601 East 14th Street, Sedalia, Missouri 65301 (660) 826-8833
The countdown is complete and the Tobacco Free deadline has arrived. The use of tobacco products has been eliminated on all health center property.
The tobacco restriction includes, in Sedalia, the main health center campus, on 14th Street, as well as Bothwell OB/GYN Clinic at 1718 South Ingram, Bothwell Medical Equipment located at 501 East 17th Street, Bothwell Diagnostic Center-Winchester at 10th and Winchester Street, and Bothwell Home Health and Hospice in the Thompson Hills Shopping Center. Included in the tobacco restriction are the health centers clinic buildings and property located in Cole Camp, Warsaw and Windsor.
In conjunction with BRHC and its clinics, many of the doctor offices in Sedalia and the surrounding communities received a packet of materials to help with the tobacco free initiative. These packets contained posters, table tents and reminder cards for visitors of each office.
According to the American Lung Association, cigarette smoking is the number one source of preventable morbidity and premature mortality worldwide. Smoking is responsible for approximately one in five deaths in the United States. Even more alarming, each year in Missouri, 32,500 children under 18 will try cigarettes for the first time 89 kids each day.
Because our state has done little to curb smoking among children, Missouri has one of the highest rates of teen smoking in the country. Missouri ranks last in the nation in funding smoking prevention programs. Because it was not required, the states $1 billion settlement from the class action lawsuit against the tobacco industry was not used to fund smoking prevention programs. Consequently, the number of children who try tobacco in our state continues to rise every day.

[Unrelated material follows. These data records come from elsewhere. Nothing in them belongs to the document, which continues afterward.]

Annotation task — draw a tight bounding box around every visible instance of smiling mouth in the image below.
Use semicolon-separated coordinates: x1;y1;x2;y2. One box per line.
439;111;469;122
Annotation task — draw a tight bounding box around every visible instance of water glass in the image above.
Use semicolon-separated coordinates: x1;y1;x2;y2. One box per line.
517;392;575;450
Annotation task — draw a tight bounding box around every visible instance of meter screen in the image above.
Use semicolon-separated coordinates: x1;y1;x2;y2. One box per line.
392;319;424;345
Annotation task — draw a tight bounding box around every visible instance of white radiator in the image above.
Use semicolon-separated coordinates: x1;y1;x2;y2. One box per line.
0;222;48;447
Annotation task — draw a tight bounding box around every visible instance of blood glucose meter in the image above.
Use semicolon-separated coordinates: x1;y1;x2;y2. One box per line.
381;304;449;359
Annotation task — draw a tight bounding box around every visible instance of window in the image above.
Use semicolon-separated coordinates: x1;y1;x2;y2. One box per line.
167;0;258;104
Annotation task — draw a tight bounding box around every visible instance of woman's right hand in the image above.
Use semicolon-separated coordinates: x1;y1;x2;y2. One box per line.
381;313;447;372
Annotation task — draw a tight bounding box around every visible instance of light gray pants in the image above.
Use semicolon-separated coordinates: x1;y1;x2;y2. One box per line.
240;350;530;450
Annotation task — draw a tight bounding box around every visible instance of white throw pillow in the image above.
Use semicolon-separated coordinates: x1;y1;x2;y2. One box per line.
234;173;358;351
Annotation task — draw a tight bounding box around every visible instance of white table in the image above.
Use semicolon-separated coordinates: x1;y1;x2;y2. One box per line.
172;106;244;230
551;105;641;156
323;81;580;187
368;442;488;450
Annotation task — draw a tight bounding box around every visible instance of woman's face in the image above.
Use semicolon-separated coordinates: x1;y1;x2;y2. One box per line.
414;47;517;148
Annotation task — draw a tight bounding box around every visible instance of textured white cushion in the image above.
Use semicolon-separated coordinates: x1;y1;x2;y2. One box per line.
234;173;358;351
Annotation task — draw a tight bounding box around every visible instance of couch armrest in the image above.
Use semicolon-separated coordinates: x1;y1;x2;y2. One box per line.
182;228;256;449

An issue to help curb smoking among our youth will be on the ballot in November. This measure will increase the states cigarette tax by 80 cents per pack. Proceeds from this tax will fund $61 million dollars for smoking prevention and cessation programs in Missouri.
Missouri has the second lowest tobacco tax (only South Carolina has a per pack tax) in the nation on its tobacco tax. The U.S. Surgeon General strongly believes that raising the price of tobacco and implementing an effective prevention program is the best way to stop our youth from starting to smoke. Studies from other states indicate that for every ten percent increase in the price of cigarettes, seven percent of our youth would quit smoking.